Toni Erdmann

Das Leben besteht aus einer verschwommen hohen Anzahl an Momenten, die wir durchleben. Wir gleiten von einem Moment zum nächsten und wohin wir gleiten ist eine Frage des Lebensweges. Zwei scheinbar ganz unterschiedliche Lebenswege gehen Winfried Conradi (Peter Simonischek) und seine Tochter Ines (Sandra Hüller). Winfried lebt mit seinem Hund in der gut bürgerlichen Umgebung eines ehemaligen 68ers. Er ist Musiklehrer und seine Leidenschaft sind skurrile und nicht immer wirklich witzige Streiche, welcher er bevorzugt mit einem künstlichen Gebiss vorträgt. Seine Tochter ist eine Karrierefrau bei der Unternehmungsberatung Morrison. Sie lebt zurzeit in Bukarest und führt das arbeitsreiche Leben eines Expats, bei dem die berufliche Situation scheinbar den gesamten Tag bestimmt und auch einen wie auch noch so kleinen Freizeitbereich bestimmt. Da Winfrieds Hund gestorben ist und er wohl Angst hat etwas zu vereinsamen, reist er spontan nach Bukarest, um seine Tochter zu überraschen. Hier prallen die beiden Lebenswelten aufeinander.

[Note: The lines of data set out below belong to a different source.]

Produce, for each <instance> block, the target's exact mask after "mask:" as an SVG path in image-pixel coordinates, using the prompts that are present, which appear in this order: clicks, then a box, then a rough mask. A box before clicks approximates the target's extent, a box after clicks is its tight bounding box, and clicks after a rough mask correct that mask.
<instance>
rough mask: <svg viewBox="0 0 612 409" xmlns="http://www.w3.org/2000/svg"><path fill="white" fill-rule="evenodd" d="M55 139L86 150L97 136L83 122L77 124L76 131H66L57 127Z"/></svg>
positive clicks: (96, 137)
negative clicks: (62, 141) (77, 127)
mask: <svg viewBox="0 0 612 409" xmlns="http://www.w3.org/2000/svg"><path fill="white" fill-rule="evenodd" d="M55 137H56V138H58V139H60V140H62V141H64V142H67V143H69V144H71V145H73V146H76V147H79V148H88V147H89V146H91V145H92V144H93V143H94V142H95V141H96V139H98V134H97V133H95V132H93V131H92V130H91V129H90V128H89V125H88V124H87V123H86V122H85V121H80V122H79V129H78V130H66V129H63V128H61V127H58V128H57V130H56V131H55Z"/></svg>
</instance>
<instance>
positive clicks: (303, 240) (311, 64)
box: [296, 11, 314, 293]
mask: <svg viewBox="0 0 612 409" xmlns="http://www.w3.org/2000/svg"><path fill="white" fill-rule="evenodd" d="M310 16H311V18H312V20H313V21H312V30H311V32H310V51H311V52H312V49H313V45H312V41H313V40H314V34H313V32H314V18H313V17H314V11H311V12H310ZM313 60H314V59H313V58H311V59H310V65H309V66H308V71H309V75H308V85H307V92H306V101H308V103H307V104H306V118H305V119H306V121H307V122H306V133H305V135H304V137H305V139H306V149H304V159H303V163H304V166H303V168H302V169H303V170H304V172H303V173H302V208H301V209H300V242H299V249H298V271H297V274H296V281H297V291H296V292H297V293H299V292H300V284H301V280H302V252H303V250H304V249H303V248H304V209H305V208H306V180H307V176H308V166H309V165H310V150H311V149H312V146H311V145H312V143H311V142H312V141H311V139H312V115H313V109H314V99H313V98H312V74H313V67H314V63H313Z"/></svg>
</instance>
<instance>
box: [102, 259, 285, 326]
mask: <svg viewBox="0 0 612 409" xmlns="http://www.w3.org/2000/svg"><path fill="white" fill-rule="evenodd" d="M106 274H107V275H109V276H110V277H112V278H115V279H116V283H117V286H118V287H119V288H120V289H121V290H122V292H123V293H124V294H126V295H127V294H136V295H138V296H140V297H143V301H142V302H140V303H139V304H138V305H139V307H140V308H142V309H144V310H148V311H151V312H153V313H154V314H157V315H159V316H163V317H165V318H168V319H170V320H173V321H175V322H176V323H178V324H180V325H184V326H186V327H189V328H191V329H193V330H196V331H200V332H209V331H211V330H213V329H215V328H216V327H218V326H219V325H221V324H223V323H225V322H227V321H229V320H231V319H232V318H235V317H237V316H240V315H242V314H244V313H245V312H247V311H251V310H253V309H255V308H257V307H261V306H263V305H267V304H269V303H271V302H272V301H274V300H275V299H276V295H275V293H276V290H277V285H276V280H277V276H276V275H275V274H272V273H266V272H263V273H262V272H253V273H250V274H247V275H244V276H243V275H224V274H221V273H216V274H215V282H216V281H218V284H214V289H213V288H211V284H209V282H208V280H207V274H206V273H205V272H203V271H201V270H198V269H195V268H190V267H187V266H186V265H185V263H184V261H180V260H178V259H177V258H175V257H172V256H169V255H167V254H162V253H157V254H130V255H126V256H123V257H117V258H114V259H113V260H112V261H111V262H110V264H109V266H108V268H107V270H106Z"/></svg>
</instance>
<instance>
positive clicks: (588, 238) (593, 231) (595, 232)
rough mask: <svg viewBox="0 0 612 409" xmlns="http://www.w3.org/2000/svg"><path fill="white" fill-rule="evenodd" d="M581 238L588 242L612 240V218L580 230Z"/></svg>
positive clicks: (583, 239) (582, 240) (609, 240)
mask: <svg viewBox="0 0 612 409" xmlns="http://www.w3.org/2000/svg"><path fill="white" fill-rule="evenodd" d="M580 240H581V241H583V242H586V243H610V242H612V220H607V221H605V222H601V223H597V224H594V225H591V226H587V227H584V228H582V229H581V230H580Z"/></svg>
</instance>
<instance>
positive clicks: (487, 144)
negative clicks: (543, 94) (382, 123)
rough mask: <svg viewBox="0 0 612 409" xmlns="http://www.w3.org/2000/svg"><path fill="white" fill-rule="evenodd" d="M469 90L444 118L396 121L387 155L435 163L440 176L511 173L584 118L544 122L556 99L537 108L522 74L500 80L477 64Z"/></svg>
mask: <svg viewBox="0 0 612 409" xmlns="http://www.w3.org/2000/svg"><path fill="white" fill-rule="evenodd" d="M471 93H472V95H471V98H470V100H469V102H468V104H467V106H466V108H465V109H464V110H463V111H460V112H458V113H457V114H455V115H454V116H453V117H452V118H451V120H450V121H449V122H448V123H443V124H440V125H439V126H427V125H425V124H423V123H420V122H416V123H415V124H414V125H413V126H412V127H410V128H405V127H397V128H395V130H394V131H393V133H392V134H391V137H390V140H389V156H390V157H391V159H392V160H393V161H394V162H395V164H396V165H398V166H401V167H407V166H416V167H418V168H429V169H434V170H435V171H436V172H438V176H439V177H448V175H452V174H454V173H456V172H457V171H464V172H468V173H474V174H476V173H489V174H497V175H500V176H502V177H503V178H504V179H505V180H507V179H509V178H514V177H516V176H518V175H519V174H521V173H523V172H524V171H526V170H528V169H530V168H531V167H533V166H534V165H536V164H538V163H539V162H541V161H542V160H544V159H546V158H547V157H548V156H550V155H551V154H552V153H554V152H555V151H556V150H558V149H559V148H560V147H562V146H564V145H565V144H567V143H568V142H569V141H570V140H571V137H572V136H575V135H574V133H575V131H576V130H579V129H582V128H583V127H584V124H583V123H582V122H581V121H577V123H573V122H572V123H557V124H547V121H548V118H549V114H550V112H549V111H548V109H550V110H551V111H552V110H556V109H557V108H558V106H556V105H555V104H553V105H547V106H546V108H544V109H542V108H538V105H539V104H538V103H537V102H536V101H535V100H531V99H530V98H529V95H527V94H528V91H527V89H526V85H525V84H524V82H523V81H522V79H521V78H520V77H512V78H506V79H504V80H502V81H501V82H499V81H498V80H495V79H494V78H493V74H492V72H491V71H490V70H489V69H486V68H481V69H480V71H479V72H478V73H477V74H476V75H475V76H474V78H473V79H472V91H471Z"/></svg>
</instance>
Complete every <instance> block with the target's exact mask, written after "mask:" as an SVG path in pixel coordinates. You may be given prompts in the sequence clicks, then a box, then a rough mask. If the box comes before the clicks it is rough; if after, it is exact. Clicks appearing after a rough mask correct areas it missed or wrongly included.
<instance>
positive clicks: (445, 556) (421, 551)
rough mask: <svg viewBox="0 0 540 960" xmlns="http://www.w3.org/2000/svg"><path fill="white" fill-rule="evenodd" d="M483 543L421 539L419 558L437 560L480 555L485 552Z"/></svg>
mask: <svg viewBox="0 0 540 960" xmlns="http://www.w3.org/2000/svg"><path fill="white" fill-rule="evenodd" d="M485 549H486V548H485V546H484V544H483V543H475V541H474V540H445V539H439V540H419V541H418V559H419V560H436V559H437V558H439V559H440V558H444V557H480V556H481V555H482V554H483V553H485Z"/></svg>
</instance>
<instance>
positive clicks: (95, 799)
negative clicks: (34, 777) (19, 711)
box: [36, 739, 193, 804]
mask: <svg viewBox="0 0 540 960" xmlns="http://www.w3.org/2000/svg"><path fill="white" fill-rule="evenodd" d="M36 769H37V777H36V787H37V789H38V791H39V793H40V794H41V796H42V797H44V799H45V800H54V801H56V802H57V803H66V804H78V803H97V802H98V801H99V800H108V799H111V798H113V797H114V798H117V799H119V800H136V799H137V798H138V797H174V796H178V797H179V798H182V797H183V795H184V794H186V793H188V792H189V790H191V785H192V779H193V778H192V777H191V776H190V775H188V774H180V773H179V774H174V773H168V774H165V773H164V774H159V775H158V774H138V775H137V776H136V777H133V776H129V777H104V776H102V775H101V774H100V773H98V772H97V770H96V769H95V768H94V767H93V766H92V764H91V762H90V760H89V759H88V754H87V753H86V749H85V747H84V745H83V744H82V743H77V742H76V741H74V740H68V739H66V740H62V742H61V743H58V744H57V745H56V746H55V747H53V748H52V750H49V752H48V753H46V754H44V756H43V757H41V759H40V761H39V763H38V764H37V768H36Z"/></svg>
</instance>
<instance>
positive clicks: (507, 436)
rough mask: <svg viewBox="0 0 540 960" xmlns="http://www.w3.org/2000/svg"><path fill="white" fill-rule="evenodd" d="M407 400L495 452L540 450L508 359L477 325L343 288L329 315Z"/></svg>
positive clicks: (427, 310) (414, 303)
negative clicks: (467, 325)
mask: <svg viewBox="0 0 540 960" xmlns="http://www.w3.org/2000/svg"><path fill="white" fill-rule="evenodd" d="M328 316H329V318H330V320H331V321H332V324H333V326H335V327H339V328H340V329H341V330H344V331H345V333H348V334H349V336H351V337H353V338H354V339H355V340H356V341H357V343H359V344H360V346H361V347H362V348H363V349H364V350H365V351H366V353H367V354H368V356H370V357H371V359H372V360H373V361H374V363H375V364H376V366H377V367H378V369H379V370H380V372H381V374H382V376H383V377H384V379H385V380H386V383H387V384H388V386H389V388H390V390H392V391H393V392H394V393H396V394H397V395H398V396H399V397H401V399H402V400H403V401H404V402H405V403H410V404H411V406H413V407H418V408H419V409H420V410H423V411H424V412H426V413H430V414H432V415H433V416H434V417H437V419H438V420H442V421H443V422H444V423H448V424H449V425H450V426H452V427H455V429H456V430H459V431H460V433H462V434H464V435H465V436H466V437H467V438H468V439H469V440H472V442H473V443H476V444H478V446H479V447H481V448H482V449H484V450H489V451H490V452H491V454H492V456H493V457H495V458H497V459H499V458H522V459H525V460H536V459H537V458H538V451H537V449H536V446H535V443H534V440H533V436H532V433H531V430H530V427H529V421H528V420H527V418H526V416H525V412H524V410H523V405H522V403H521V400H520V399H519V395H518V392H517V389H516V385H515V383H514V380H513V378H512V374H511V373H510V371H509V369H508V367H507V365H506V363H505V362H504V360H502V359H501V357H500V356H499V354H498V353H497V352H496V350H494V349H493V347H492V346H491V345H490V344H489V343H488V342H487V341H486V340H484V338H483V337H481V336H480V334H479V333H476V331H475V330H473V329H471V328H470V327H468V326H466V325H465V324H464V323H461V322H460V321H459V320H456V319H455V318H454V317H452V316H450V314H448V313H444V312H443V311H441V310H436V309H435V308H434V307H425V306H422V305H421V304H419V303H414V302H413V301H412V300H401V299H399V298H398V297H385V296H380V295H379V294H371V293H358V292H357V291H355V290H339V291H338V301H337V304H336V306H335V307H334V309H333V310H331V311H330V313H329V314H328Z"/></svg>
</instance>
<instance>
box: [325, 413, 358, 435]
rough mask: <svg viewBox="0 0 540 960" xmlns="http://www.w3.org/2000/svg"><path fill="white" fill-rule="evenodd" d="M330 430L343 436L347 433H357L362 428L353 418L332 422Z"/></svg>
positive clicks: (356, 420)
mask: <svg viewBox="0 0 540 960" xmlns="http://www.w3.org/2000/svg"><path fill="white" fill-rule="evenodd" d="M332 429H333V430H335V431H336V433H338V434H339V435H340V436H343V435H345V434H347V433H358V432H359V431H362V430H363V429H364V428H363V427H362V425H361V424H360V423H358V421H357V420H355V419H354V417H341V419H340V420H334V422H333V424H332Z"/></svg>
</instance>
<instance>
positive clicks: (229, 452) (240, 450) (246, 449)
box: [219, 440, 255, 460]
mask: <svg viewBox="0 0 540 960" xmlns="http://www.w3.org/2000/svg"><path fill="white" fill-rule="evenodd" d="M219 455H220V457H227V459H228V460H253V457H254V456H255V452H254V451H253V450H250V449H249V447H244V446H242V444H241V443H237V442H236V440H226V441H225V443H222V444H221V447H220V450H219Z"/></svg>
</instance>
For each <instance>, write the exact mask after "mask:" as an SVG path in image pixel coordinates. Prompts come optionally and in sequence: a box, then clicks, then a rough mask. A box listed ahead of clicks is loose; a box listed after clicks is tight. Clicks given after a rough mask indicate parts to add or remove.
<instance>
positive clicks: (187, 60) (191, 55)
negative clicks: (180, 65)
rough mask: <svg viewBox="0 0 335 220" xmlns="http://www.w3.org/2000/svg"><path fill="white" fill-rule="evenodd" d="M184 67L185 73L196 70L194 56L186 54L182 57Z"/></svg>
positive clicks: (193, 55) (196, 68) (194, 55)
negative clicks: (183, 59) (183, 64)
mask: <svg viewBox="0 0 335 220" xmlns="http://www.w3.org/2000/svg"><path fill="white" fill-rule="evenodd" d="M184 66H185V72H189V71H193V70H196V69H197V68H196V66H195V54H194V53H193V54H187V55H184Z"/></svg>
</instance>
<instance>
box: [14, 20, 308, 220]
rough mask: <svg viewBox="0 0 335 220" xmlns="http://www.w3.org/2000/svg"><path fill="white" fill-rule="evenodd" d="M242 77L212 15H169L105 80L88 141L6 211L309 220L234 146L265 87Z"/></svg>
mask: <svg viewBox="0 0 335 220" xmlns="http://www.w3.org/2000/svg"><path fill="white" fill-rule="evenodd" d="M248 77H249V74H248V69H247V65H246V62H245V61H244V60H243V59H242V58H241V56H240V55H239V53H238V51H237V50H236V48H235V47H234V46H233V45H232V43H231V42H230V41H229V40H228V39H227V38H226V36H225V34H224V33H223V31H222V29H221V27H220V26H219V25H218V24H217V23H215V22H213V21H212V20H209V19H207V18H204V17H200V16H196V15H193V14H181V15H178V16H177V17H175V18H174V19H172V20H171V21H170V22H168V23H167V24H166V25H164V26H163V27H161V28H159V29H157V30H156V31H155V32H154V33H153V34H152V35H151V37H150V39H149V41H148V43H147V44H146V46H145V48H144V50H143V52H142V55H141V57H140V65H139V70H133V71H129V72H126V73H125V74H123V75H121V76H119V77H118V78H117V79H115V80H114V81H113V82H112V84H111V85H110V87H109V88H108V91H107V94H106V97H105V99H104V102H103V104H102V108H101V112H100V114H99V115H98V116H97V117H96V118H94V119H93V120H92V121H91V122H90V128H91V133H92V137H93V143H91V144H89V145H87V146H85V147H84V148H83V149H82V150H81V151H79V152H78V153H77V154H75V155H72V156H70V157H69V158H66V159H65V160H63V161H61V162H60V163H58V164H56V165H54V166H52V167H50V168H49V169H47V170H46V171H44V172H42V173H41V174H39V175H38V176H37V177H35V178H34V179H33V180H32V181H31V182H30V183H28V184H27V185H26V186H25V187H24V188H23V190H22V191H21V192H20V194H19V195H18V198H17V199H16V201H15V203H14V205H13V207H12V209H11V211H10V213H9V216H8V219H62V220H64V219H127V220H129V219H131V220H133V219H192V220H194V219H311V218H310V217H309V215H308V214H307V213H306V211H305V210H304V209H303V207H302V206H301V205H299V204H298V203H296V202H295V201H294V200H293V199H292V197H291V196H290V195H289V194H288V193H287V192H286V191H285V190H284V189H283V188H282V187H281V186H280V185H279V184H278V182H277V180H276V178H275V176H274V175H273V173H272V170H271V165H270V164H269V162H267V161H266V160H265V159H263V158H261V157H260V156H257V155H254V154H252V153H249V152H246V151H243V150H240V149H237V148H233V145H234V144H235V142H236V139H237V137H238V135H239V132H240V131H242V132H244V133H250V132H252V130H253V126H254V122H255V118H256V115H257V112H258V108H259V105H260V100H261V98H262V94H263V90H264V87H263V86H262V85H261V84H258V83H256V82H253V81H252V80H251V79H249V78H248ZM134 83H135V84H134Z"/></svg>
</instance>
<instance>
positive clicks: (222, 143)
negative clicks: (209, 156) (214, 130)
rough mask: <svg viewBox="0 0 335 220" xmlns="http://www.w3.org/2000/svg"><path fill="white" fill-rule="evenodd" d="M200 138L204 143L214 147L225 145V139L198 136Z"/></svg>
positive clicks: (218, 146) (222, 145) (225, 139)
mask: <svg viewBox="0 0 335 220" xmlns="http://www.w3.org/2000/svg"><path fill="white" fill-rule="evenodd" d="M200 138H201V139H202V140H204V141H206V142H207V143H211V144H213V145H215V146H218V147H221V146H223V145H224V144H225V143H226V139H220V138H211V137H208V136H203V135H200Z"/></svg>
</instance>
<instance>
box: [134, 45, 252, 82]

Nach dem großartigen Beziehungsfilm „Alle anderen“ durchleuchtet Maren Ades dritter Spielfilm erneut eine Zweierbeziehung, diesmal jedoch aus ganz anderer Perspektive. Hier geht es nicht um die Frage, wie geben wir uns, wenn wir allein, zu zweit oder in Gesellschaft sind, sondern um die Frage, welche Lebensentwürfen wir nachhängen, was ein vernünftiges, gutes und bedeutsames Leben überhaupt ist und was Karriere bedeuten kann. Dabei bleibt „Toni Erdmann“ aber nicht auf der individuellen Sinnebene und seiner Entfaltungsmöglichkeiten heutzutage stehen, er ist – anders gesagt – nicht einfach nur ein Film der aufzeigt wie man sein Leben führen kann. „Toni Erdmann“ thematisiert gleichzeitig die Realitäten des heutigen Kapitalismus in (Ost-)Europa. Er beleuchtet neue von ihm eingeführten Machtkonstellationen und die zunehmend ansteigenden Unterschiede zwischen dem Großteil der Bevölkerung und einer wirtschaftlichen Elite. Vor einigen Jahren kam die Diskussionen um den Begriff der „Parallelgesellschaft“ auf, der in etwas eigenwilliger Art und Weise sich um Migrantenfamilien und ihrer Lebensweise in Deutschland beschäftigte. Eine mindestens ebenso klare Parallelgesellschaft sind die Expats, die in ihrer von wirtschaftlichen Rationalismen geleiteten Welt, keinerlei Kontakt mehr zur Lebenswelt der Mehrheit eines Landes mehr haben (und den Beschäftigten in den Firmen die sie leiten und dirigieren) und in einer anderen Logik leben, man kann schon sagen in einer anderen Kultur leben.
Maren Ades Film (sie schrieb wie bei allen Projekten, in welchen sie Regie führt, auch das Drehbuch)  beleuchtet diesen Alltag sehr eindrücklich, indem sehr präzise die Charaktere beleuchtet und bis auf die letzte Hülle dargestellt werden. Das ist natürlich nur mit hervorragen Schauspielern möglich und gerade das Duo Hüller – Simonischek ist brillant besetzt. Auch wenn der Film über zweieinhalb Stunden lang ist, sind die Längen sehr bewusst eingesetzt und verdichten eher die Atmosphäre als den Zuseher zu langweilen. Vollkommen zurecht gewann „Toni Erdmann“ eine ganze Reihe von Preisen (z.B. vier europäische Filmpreise, den Grand-Prix des FIPRESCI oder eine Nominierung für den Oscar) und sei an dieser Stelle wärmsten empfohlen.